I am not a productive quarantista or whatever the nonsense influencer parlance is these days. I am not making progress on any of my projects, and in fact I’ve stopped even looking at them. I’m not learning a language, I’m not taking up a new hobby, I’m not forcing myself into extra productivity when productivity obsession is part of how we got here. If I feel like making or doing something, I do it; if I feel like sleeping the day away, I do that. I am working from home with my day job which gives me both a paycheck and some structure to my days, and I am grateful for both of those things. I realize what a privilege it is not to be terrified about money right now.

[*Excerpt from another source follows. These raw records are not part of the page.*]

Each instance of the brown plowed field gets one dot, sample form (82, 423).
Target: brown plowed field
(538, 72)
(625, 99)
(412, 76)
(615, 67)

I am also grateful that I don’t have children. Sweet lord.

There are no rules, no proper reaction to something unprecedented. You can’t screw up something that’s never happened before. There’s no right way; there’s only the way that gets us through.

We’re all grieving what we knew and doing the best we can and maybe for you that means baking sourdough or learning guitar, but for me it means…well, apparently it means blogging again, ordering cold brew by the gallon, and listening to lofi hip hop radio – beats to study/chill to on Youtube. Next week it might mean finally starting a morning yoga practice or rereading the Harry Potter books. I have no idea. I’m pretty sure it’ll involve naps regardless.

A seedling pushing up through the soil has no idea what the world looks like. It doesn’t know what it’s getting into. Will there be enough rain? Will the sun be too harsh here and burn it to a crisp before it’s six inches tall? Is this a sidewalk crack or a meadow? The only way to know is to move toward the unknown. None of us really know what the world is going to look like when we poke our faces out again. We just have to take it one painful, scary inch at a time, and as Anna sings in Frozen 2, “Just do the next right thing.”